ANDANZAS ANTROPOLÓGICAS

Reflexión para antes del regreso a clases

Por M.E. Marion G. Vomend Teuscher
jueves, 21 de julio de 2016 · 00:00

Cuando escuchamos la palabra "educación”, a la mayoría  de nosotros nos salta la imagen de salones de clase, pizarrones – pintarrones, un montón de niños o muchachos sentados y una maestra o maestro parado frente al grupo enseñando cosas de acuerdo a un programa oficial. "¡Qué horror!”, y más ahora que hay vacaciones escolares.

 

Pues sí, ésta es la educación formal. Muy compleja, muy politizada. Pero sumamente importante,  porque es y debe ser un factor de identidad y de poder nacional, sin distinciones de ningún tipo como credo o poder adquisitivo. Es muy peligroso si la educación (incluyendo la formal) se "elitiza” de manera manifiesta u oculta, pues regresaríamos al obscurantismo medieval. Algunos grupos así lo desean.

 

La educación no formal también es educación que vale la pena; de igual manera es sumamente compleja ya que en muchos casos requiere ajustarse a los currículos de la educación formal. Eso no es malo; únicamente puede ser más trabajoso. Hablamos de los talleres y materiales que se proporcionan por parte de empresas, organismos civiles o gubernamentales. También podemos hablar de los espacios dedicados a la difusión y comunicación de conocimiento, como por ejemplo, los museos.

 

Más informal es el material que se ofrece en los medios de comunicación masiva. En los espacios virtuales de interacción informal como las páginas de internet por ejemplo, el fluir de la información y del conocimiento es más libre.

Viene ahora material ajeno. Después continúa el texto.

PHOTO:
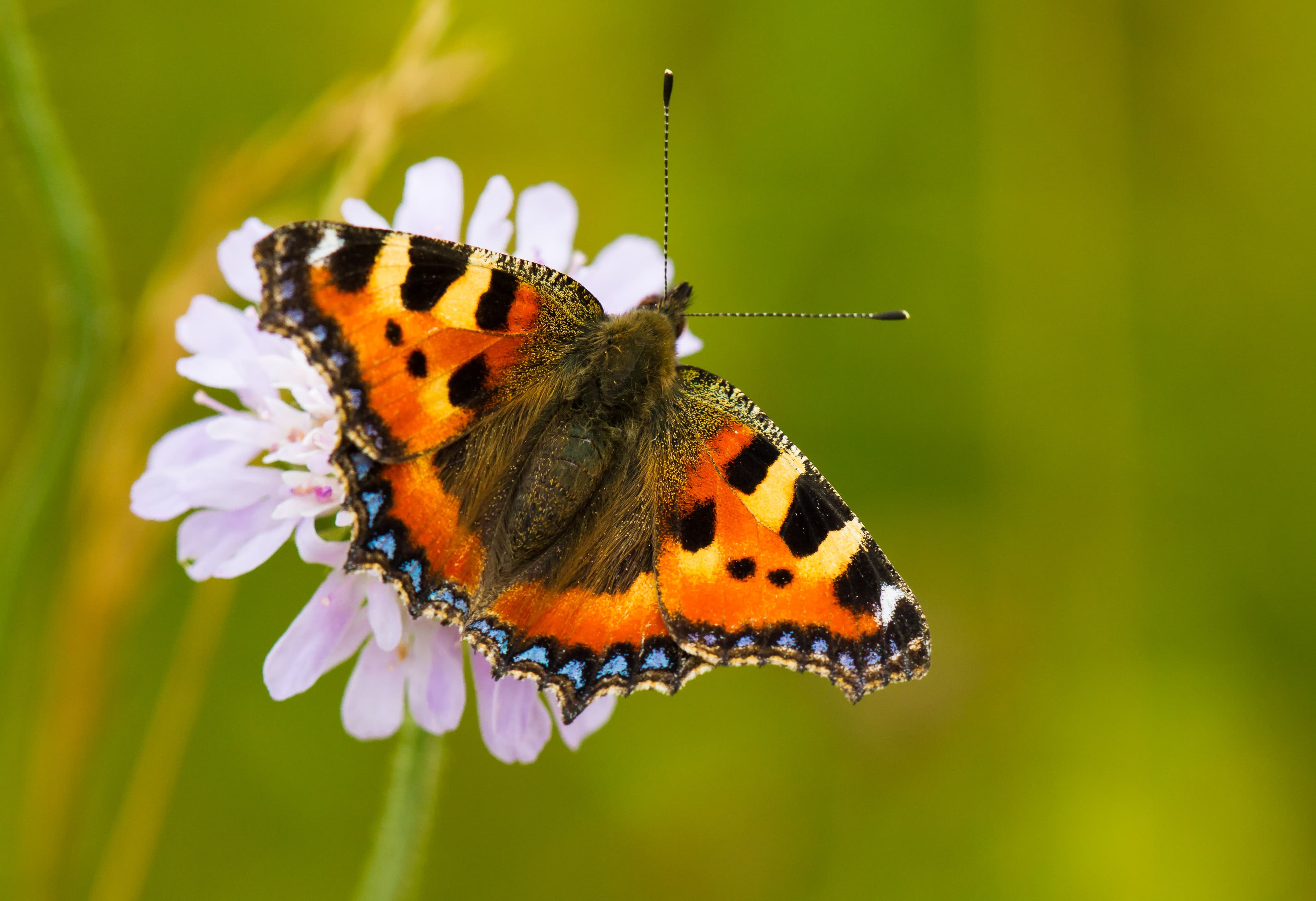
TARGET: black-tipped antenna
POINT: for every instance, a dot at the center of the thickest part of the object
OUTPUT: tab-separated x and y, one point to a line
666	111
889	315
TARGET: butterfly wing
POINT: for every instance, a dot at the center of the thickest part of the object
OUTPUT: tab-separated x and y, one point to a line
418	338
582	620
761	562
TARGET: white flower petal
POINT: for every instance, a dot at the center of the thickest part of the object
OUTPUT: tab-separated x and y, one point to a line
589	722
313	549
545	226
386	613
227	543
327	632
689	343
244	429
432	201
227	344
373	702
490	228
624	273
228	488
189	444
358	213
237	263
514	721
212	328
436	677
162	492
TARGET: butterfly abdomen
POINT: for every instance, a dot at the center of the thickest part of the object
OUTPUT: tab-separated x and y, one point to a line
564	472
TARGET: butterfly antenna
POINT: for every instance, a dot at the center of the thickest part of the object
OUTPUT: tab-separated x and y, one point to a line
888	315
666	195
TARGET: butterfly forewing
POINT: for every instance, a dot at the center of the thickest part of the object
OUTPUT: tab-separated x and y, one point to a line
418	338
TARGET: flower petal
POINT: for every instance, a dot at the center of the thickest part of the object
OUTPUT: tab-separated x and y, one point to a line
514	721
358	213
228	346
327	632
589	722
162	492
490	228
373	701
313	549
227	543
436	677
237	261
432	201
545	226
624	273
386	613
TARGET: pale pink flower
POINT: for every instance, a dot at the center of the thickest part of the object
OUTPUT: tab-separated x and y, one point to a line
244	509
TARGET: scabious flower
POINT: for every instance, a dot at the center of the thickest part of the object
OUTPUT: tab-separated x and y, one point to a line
257	475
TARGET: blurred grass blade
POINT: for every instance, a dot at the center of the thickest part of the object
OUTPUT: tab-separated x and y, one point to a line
82	311
127	858
394	868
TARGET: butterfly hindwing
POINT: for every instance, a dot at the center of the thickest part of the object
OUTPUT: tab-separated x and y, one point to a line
761	562
418	338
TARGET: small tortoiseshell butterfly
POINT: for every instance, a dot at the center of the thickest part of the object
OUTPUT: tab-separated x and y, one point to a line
592	514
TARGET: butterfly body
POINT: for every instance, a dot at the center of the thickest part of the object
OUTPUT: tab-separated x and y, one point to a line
547	477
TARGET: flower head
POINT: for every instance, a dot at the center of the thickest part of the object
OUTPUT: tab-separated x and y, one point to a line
258	473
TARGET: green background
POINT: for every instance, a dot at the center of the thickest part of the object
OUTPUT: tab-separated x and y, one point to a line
1089	452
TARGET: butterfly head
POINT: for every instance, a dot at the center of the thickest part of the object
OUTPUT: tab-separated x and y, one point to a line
672	305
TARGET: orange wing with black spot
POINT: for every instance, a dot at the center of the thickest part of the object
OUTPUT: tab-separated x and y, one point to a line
418	338
761	562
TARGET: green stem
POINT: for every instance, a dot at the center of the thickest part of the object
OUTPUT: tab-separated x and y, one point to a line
81	309
393	871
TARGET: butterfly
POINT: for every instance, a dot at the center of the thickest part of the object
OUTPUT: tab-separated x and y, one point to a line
547	477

En muchos casos, lo que rige la oferta de información y conocimiento son los "lineamientos” del consumo y el mercado, más que los de la educación. Es por ello que las personas requerimos de capacidad discriminatoria para aprovechar de manera sana y útil estos ámbitos de potencial "educación informal”, pues pueden resultar desinformativos y hasta destructivos si son mal administrados.

¿Y cómo se logra eso? ¿Cómo podemos creer en, y querer a, la educación formal? ¿Cómo podemos entender qué ventajas ofrece para los grupos de poder el acceso selectivo al conocimiento de calidad? ¿Cómo podemos la gente común, entender el riesgo de no saber administrar la oferta de información que nos llueve del internet o de la televisión a velocidades de locura?

 

En mi opinión, se requiere de varias cosas: El educarnos en saberes pero también en valores. El entender qué pasa en nuestras mentes, cómo funcionan y en qué trampas pueden caer. El entender las leyes y los lineamientos oficiales, y en qué se basan éstos.  El entender el funcionamiento de los sistemas mercantilistas que son los dominantes ahora, lo queramos o no. Y el entender que quienes mandamos sobre la información y el conocimiento que entra en nuestras mentes, somos nosotros mismos. Ah, y por último: el saber involucrarnos. Uff!! Hay tanto que aprender….

 

Quiero aseverar que todas las ciencias le deben tributo a la educación.  Sin educación no habría ciencia como la hay.

Es por esto que todo científico debe considerar en sus quehaceres no sólo la generación de conocimiento, sino también la generación responsable de maneras de compartir este conocimiento. No se trata nada más de esparcirlo, sino también de emprender diálogos, de bajarse del tren infartante hacia el Sistema Nacional de Investigadores o hacia la acumulación de créditos, para invertir en las generaciones que construirán sobre el conocimiento que él o ella están creando.

 Tienen mi respeto mis compañeros que se inclinan a explicarles a los niños qué es la arqueología, la arquitectura de tierra, la arqueozoología y la antropología, que elaboran materiales educativos y les enseñan a las personas grandes y pequeñas cómo hacer canastas, ollas o adobes.